Untargeted metabolomics analysis was performed by ultra-high performance liquid chromatography-Q-TOF MS. Volcanic map showed that there were 26 significantly upregulated metabolites in WAS group (The red dots in the figure are metabolites with FC > 2.0 and P value <0.05, that is, the difference metabolites screened by univariate statistical analysis) compared with control group (Figure 7A), 14 metabolites were significantly up-regulated in the feces of the SGD group compared with the control group (Figure 7B), and 44 significantly upregulated metabolites in SGD compared with the WAS group (Figure 7C).

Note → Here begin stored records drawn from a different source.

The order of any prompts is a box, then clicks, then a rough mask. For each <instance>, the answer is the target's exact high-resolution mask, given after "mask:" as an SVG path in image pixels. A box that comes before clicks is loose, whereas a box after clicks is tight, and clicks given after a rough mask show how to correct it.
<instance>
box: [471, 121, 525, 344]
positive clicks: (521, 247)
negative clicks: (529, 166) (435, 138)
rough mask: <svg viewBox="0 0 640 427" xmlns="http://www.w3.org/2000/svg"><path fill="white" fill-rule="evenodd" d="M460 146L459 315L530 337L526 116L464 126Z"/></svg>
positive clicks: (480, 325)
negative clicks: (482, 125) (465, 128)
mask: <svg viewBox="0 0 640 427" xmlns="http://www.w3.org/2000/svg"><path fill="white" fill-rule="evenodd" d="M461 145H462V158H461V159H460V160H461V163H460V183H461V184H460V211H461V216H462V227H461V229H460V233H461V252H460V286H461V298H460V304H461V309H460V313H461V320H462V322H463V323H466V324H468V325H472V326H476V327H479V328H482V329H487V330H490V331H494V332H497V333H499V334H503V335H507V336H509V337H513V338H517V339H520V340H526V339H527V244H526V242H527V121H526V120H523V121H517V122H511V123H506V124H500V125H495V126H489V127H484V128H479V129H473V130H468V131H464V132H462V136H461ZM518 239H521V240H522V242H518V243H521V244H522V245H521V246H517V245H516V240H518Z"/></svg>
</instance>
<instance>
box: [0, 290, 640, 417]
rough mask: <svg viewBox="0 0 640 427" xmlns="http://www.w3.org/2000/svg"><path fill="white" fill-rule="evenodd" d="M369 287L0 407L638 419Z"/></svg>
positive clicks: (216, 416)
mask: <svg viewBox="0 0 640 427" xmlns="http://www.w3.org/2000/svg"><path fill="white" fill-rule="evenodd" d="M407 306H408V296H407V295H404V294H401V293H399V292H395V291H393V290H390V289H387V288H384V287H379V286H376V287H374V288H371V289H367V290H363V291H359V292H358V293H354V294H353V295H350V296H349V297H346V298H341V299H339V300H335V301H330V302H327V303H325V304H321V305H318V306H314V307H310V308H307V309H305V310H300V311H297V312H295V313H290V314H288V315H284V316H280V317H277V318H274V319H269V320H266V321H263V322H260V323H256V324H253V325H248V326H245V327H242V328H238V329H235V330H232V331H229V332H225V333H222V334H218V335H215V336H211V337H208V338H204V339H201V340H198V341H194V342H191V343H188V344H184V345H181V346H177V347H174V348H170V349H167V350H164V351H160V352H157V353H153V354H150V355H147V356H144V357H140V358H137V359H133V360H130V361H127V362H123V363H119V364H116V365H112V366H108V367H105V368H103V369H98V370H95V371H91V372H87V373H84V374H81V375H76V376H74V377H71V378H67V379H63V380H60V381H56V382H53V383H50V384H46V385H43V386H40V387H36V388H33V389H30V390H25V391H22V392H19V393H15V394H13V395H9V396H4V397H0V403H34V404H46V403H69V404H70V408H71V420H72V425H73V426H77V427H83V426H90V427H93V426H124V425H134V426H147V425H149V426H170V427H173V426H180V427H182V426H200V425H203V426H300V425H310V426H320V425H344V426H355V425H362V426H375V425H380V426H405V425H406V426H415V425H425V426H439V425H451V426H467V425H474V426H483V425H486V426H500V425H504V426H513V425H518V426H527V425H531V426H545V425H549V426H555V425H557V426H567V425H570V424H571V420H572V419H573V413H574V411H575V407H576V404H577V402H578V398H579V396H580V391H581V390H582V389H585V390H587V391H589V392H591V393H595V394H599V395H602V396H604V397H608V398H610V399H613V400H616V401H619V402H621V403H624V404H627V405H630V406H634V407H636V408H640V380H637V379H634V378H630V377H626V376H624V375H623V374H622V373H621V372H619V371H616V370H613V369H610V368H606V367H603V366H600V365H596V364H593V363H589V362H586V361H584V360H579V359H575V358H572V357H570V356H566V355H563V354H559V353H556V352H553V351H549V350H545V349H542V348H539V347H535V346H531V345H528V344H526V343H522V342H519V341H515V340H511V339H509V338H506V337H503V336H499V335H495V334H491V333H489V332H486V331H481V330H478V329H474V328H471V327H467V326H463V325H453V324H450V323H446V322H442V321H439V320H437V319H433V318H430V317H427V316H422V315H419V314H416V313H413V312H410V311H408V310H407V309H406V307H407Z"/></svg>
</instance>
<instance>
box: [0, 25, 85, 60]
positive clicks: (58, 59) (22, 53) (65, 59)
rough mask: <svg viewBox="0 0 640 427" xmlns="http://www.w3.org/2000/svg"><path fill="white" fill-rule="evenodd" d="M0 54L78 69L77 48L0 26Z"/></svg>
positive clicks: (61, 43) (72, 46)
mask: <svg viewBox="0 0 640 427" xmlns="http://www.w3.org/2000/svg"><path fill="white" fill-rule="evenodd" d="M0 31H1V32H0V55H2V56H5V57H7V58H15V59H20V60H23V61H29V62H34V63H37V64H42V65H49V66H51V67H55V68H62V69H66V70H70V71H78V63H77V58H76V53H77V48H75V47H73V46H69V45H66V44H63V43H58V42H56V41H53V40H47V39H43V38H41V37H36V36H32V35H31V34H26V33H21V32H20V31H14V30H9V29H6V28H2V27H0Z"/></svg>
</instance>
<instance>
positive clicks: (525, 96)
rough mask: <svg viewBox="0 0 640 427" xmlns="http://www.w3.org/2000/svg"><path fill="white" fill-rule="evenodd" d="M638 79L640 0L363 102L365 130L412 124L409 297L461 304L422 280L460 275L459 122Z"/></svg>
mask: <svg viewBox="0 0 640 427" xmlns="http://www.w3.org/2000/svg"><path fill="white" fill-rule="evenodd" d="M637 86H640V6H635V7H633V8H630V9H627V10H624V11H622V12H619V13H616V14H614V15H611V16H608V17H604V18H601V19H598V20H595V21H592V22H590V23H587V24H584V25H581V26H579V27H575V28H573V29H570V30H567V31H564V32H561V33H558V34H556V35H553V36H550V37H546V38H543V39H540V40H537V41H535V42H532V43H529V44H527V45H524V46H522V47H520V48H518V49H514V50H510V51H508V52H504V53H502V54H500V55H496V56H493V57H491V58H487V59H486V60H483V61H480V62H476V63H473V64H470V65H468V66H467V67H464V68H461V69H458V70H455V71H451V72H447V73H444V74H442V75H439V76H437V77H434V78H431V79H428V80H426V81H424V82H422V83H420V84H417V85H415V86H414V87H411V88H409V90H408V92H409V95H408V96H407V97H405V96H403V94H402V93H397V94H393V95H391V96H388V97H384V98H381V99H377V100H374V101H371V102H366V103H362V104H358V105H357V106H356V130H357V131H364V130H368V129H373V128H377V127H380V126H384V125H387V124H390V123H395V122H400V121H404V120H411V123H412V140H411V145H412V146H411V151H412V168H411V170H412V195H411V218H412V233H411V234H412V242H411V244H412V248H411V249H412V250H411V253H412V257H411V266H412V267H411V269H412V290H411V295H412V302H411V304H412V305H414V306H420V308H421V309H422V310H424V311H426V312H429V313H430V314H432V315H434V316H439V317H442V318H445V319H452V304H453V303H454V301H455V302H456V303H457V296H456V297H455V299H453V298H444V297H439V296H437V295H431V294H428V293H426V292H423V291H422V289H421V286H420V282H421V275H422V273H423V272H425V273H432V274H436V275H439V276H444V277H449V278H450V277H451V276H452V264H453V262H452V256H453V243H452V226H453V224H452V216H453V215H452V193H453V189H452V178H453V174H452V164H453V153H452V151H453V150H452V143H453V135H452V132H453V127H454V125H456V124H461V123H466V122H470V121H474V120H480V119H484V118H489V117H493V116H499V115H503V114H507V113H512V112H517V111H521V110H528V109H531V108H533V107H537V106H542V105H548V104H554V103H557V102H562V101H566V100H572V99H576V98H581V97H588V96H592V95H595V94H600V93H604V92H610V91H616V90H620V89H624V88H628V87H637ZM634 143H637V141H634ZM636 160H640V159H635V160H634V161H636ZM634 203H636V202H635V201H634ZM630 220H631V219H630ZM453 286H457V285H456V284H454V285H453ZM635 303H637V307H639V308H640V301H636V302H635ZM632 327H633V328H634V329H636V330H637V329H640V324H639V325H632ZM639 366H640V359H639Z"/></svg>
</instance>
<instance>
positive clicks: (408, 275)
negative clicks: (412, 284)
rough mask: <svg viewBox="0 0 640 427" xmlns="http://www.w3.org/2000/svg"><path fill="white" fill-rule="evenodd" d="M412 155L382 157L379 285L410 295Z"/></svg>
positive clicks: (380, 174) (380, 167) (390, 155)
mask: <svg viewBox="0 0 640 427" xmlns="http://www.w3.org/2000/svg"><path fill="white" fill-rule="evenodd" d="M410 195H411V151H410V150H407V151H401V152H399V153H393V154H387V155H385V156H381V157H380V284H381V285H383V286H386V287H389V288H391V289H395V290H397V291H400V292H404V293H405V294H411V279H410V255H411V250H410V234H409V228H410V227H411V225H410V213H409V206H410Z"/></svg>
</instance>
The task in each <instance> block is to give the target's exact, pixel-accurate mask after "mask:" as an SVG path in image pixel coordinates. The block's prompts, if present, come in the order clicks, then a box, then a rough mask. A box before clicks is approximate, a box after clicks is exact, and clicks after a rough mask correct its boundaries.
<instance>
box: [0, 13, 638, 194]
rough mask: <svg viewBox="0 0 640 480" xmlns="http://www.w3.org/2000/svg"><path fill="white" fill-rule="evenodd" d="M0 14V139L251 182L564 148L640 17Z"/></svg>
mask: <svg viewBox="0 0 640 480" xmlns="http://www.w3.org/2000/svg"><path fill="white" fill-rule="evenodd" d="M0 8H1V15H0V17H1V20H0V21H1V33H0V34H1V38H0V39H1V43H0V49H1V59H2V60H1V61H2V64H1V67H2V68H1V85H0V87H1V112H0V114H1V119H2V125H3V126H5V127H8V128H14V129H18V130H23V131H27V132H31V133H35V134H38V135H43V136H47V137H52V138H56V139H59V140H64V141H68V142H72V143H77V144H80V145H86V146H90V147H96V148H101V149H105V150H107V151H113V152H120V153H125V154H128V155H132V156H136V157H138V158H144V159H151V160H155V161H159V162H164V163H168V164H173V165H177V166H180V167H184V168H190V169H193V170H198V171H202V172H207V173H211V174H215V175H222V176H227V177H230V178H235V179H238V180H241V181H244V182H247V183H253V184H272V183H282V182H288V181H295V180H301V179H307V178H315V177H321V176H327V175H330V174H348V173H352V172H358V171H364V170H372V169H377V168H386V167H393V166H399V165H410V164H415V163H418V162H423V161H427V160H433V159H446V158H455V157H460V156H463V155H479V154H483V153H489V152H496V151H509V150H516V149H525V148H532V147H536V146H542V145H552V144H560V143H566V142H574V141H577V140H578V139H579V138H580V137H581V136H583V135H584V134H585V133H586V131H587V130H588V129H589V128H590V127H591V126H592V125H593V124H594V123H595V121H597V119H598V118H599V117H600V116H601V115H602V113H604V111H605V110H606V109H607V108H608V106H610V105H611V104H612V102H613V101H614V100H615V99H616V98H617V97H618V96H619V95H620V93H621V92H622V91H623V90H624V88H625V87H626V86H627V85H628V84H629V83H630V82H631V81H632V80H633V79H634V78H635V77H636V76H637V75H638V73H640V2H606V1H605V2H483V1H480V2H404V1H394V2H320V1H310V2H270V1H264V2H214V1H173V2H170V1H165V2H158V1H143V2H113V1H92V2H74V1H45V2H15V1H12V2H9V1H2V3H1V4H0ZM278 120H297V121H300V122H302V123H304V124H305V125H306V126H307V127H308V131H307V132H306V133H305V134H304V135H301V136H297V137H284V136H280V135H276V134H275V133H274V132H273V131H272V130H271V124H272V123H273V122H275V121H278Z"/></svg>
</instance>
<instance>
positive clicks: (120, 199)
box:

In addition, we performed cluster analysis on all metabolites detected and constructed a heat map (Figure 8). The results showed that, compared with control group, N-acetyl-D-Galactosamine 4-sulfate, PG (18:0/22:6 (4Z,7Z,10Z,13Z,16Z,19Z), Brassylic acid, gibberellinA51-catabolite were significantly up-regulated in WAS group, while 5-amino-4-imidazolecarboxylate, (8R,9R,11Z)-1-carboxy-9-hydroxy-11-heptadecen-8-yl alpha- L-talopyranosiduronic acid, 2_2-iminodipropanoate, Piceatan-nol, 4-indolecarbaldehyde, ?-Cyano-3-hydroxycinnamic acid, 3″-hydroxy-geranylhydroquinone, GibberellinA8, Gentisic acid, Gallic acid, 1-methylProlinamide, Creatinine, 1-Linoleoyl-sn-glycero-3-phosphoethanolamine, Dezaguanine, 5-[(Z)-2-(3-hydroxy-4-methoxyphenylvinyl-1,3-benzenediol, Oleocanthal, Isorhapontigenin decreased significantly (Figure 8A). In addition, compared with control group, the 3-Hydroxysebacic acid, Letosteine, Dezaguanine, (2S,3S)-2,3-dihydro-3-hydroxyanthranilic acid zwitterion, trans-4-Hydroxy-L-proline, (8R,9R,11Z)-1-Carboxy-9-hydroxy-11-heptadecen-8-yl alpha-L-talopy- ranosiduronic acid, Creatinine, 1-linoleoyl-sn-glycero-3-phosphoethanolamine, Piceatannol, [FAhydroxy(22:0)]13-hydroxy-docosanoicacid in SGD group decreased significantly, while (5beta)-Chola-7,9(11)-dien-24-oic acid, Adrenic acid, Ethylenediaminetetraacetic acid, Karwinaphthol B, Brassylic acid, Gynocardin, 2-Hydroxyquinoline, (4S)-Cholest-5-ene-3beta_7alpha_24-triol, 5-Hydroxy-8-methoxy-2,2-dimethyl-7-(3-methyl-2-buten-1-yl)-2H,6H-pyrano[3,2-blxanthen-6-one, 3-tert-Butyladipic acid were significantly up-regulated (Figure 8B). Besides, compared with WAS group, the levels of 1H-lMidazole-4-carboxylic acid, D-Mannose 6-phosphate barium salt hydrate and Creatinine were significantly decreased, while Pentadecanedioic acid, Digitoxigenin, 3beta, 17beta-diacetoxy-5alpha-androstane, 2R_4S-2_4-Diaminopentanoate, [FAmethyl (14:O)]12-methyl-tetradecanoicacid, (9Z)-(13S)-12_13-Epoxyoctadeca-9_11-dienoicacid, 2-Hydroxyethanesulfonate, Sarmentosin, 3_4-Dihydroxy-L-phenylalanine (L-DOPA), Fluocinolone, Uric acid, Fluvastatin, Fortimicin FU-10, N-Acetyl-D-glucosamine and Neuraminicacid increased significantly in SGD group (Figure 8C).

Finally, Bioinformatics analysis showed that compared to control group, the metabolic pathways with significant differences in WAS group were as follows: endocrine resistance, tryptophan metabolism, prostate cancer and prolactin signaling pathway (Figure 9A and Table 1). In addition, compared to control group, the metabolic pathways that were significantly different in SGD group were as follows: purine metabolism, nicotinate and nicotinamide metabolism, biosynthesis of unsaturated fatty acids, and arginine and proline metabolism (Figure 9B and Table 1). What’s more, compared to WAS group, the metabolic pathways with significant differences in SGD group were as follows: taurine and hypotaurine metabolism, purine metabolism, sulfur metabolism, ABC transporters and bile secretion (Figure 9C and Table 1).